Albert Camus, L’Etranger

L’Etranger d’Albert Camus, de l’absence d’Histoire à l’impossible utopie

Par Ali Chibani

 

            L’Etranger[1] a suscité une grande polémique à cause de l’absence des « indigènes » colonisés dans le paysage d’Alger et du meurtre de « l’Arabe » par Meursault, le personnage narrateur. Un sentiment de gêne peut en effet naître à la lecture de ce roman qui s’inscrit clairement dans la littérature de l’absurde. Pourtant, lors d’un entretien avec Nabile Farès dont le sujet était Jean El Mouhoub Amrouche[2], l’écrivain et psychanalyste algérien nous a affirmé : « Ce roman a été très mal lu. Il ne faut pas se mentir, les choses se passaient ainsi à l’époque ». En effet, L’Etranger n’est pas un livre colonialiste mais le livre qui déclare la mort de la littérature coloniale et ouvre la voie à une autre métaphorique littéraire farouchement anticoloniale.

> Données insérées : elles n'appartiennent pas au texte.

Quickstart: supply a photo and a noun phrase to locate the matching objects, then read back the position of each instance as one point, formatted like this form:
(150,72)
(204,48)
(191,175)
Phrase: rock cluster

Quête d’un autre langage humain

Camus-L_étrangerNous considérons L’Etranger comme étant avant tout un roman sur la perte d’un langage et sur la quête d’un nouveau. Le roman commence par cette phrase laconique qui situe le narrateur dans l’espace algérien : « Aujourd’hui, maman est morte » (p. 9).  Dans un de ses écrits, Albert Camus explique l’élection du nom à formation enfantine « maman » par son usage par les « Algériens européens », contrairement à « mère » préféré en Métropole. Mais avec la mort de la figure maternelle, c’est la transmission de la parole qui est interrompue. Meursault passera tout son temps à chercher un substitut à la source de la parole. Il la cherche d’abord auprès de Marie. La retrouvant juste après l’enterrement de sa mère, Meursault se baigne avec elle et pose sa tête sur le ventre de la jeune fille : « Sous ma nuque, je sentais le ventre de Marie battre doucement » (p. 32). Qu’est-ce qui peut palpiter dans le ventre de « Marie » puisqu’il ne sera jamais question d’une grossesse ? On peut ici supposer qu’il s’agit d’un nouveau Meursault, celui qui doit naître après la disparition du Meursault façonné par la mère défunte. On assiste alors à la réalisation d’un désir de renaissance et de refondation. Meursault cherche à revenir au langage comme un mourant chercherait à revenir à la vie. Ce désir est manifeste dans la relation du narrateur avec la mer qui, phonétiquement et métaphoriquement, est voulue comme un autre substitut à la mère, peut-être le plus efficace d’ailleurs. Quand le personnage central veut fuir la terreur du soleil, il immerge son corps dans l’eau bleue d’Alger.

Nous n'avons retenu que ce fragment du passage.